Aunt Caroline flew over from New York, saw her through her
recovery, and brought her home to her tiny apartment, to the sofa
in the living room that doubled as Avery’s bed. But Avery didn’t
care about losing her pretty purple bedroom with the fairy lights
and gauze bed netting that hung over her four poster making her
feel like a princess. All she cared about was Aunt Caroline, her
hero. Her hero who had understood that all Avery wanted was to be
normal again; who had spent all her extra money on cool clothes so
Avery fit in at school; had stretched Avery’s curfew so she could
hang out with her friends and not be singled out for being a loser.
Somehow only she understood that after months of people ‘pointing’
at the kid who’d lost her parents, all Avery needed was
not
to be noticed. She
liked to blend. In fact, standing out made her physically afraid.
And Caroline, who was the complete opposite, had never judged her
for that.
And now Caroline was
dying, too.
Avery swallowed against
the burning lump in her throat, looking out the cab window and
blinking back tears so Sarah and Jemima wouldn’t see.
She listened distantly as
the girls chatted about work and guys for the forty minute or so
drive to the Meatpacking District. They pulled up to the club and
Avery spotted the guys immediately. They were crowded together, not
too far from the front of the line, Josh towering over nearly
everyone else there. Adam and Aaron stood beside him deep in
animated conversation. As her gaze washed over Josh, who was ogling
the ass of the girl in front of him, she drew in a deep breath.

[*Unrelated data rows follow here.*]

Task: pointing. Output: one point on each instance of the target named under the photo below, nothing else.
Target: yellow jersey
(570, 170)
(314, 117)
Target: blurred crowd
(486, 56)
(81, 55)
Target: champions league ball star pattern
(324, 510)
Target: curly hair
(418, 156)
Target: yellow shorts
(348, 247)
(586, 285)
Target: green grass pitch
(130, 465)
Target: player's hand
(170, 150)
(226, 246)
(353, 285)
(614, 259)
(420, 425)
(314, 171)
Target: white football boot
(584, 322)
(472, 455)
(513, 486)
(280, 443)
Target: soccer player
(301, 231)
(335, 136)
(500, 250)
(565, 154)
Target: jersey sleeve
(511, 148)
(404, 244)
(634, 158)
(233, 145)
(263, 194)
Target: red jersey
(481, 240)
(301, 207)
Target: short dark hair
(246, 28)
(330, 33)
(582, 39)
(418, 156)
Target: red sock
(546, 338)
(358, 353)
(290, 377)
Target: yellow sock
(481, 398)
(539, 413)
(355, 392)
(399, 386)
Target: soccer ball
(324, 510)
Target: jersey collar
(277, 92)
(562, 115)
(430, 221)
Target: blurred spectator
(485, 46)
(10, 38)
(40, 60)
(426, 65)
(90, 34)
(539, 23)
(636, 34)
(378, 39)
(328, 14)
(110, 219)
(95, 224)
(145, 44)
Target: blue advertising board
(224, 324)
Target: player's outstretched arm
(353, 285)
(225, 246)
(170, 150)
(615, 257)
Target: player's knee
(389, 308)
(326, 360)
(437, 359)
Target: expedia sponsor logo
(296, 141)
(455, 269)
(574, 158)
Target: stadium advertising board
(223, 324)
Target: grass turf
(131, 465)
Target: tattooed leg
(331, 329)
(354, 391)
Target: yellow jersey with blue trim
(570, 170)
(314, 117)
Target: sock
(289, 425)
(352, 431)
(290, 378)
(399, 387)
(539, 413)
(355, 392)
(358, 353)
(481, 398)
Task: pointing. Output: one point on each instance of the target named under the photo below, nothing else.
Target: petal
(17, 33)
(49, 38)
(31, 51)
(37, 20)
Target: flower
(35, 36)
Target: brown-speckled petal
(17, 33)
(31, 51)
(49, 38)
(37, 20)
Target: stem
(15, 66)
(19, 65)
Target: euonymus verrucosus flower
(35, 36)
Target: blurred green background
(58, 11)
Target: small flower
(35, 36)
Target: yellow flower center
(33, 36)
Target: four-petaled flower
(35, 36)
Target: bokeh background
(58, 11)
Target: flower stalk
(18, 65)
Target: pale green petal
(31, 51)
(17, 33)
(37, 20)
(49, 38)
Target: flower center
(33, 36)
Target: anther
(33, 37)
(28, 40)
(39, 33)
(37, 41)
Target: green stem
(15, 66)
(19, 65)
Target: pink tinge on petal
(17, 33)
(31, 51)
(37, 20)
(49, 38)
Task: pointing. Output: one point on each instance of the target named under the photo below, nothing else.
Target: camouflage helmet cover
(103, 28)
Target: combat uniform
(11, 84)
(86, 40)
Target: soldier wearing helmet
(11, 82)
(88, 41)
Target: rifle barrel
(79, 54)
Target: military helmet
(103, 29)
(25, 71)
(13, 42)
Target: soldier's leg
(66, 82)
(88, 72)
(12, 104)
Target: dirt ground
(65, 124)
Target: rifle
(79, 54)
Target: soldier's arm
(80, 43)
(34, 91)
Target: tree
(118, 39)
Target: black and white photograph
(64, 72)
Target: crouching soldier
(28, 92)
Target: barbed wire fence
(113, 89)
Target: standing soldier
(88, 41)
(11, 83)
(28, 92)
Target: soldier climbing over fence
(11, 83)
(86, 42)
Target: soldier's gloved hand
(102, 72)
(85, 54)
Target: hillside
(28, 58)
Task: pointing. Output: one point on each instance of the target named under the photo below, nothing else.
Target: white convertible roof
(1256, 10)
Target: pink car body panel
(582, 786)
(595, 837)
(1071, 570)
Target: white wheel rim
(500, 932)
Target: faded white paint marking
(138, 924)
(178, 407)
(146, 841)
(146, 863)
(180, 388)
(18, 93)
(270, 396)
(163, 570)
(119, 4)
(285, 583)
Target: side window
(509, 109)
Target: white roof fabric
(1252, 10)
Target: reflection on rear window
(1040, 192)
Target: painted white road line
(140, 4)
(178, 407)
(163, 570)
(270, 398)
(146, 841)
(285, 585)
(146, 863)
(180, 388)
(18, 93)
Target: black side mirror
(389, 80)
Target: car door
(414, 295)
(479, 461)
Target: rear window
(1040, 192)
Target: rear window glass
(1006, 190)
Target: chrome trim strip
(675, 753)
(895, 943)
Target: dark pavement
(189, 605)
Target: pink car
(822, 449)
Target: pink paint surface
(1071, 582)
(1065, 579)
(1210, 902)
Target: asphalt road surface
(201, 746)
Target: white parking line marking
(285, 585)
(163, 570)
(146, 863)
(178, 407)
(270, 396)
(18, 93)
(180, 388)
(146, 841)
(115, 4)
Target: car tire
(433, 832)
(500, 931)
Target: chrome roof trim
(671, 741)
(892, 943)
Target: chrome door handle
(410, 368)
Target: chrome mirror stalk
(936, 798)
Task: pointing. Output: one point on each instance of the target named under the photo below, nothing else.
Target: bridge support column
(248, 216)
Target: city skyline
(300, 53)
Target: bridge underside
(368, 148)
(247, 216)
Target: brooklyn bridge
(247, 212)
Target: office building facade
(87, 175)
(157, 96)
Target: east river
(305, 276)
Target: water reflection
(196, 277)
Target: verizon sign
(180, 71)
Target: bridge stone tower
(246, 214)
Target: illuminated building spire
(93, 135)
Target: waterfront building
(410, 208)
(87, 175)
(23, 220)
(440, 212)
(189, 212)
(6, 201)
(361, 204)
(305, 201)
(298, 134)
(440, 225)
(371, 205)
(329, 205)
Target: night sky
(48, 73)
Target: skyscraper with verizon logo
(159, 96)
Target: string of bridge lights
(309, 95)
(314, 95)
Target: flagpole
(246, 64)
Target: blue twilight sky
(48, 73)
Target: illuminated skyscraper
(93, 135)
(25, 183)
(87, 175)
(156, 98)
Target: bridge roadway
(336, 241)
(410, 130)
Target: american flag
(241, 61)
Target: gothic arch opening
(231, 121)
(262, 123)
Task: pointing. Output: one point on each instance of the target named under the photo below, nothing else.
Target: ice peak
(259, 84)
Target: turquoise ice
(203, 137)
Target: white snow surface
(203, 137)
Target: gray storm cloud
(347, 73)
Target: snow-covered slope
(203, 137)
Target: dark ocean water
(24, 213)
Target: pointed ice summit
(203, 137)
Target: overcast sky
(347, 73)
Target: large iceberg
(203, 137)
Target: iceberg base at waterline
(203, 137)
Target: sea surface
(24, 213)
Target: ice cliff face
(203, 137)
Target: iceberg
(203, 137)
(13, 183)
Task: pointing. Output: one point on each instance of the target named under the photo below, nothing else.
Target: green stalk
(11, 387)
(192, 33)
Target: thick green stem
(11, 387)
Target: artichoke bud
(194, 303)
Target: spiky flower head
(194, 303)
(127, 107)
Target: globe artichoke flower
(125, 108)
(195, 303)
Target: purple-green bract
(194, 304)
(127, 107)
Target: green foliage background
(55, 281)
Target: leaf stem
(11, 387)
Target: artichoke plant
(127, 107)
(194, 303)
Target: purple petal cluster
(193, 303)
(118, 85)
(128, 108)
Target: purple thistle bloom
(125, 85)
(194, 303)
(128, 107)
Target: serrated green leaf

Josh was cute in that guy next door-brown hair-perfect blue
eyes-dimpled smile-kind of way. Cute but not too cute. He had been
the perfect boyfriend at school - together they weren’t uncool, but
they also weren’t too cool, which satisfied Avery because that way
they didn’t stick out. But when his incessant immaturity and
possessiveness started leading to public drama, Avery had broken up
with him just before graduation. For the first few months of
college he had persisted in trying to get back together with her.
He only backed off now because Jemima had threatened to castrate
him if he bothered Avery when she was going through all this with
her aunt.
“
Avery!”
She glanced up as Sarah
took her elbow and smiled wanly at Josh as he waved them over.
Jemima was already strutting towards them, ignoring the wolf
whistle from the gorgeous guy two people back from the front. Avery
and Sarah both rolled their eyes and then hurried over to the guys.
The people behind them ‘hey-ed!’ and grumbled and complained at
them for cutting in front until Jemima spun around and iced them
out with one of her famous glares.
“
Avery, you
look amazing.” Josh pulled her into a tight hug, smooshing her face
up against his hard chest. She struggled to pull back and actually
had to push him away a little. He didn’t seem to notice though, his
eyes washing over her, his eyebrows creasing towards each other in
concern. “You OK?” He asked in sotto voce tones. “We’re all worried
about you. We’re not quite sure you’re coping, Ave.”
Avery tried not to
grimace at how patronising he sounded and was thankful when Adam
punched him on the arm. “Dude, shut up.” He turned to Avery, his
chocolate eyes smiling. “Ave, babe, don’t listen to him. We all
think you’re coping great. Its little princess here who worries
like a pimp-less whore.”
“
Why would a
whore worry if she didn’t have a pimp?” Sarah tilted her head to
the side, her nose wrinkled in confusion. “I would have thought a
whore would be thankful not to have a pimp. Aren’t pimps
bad?”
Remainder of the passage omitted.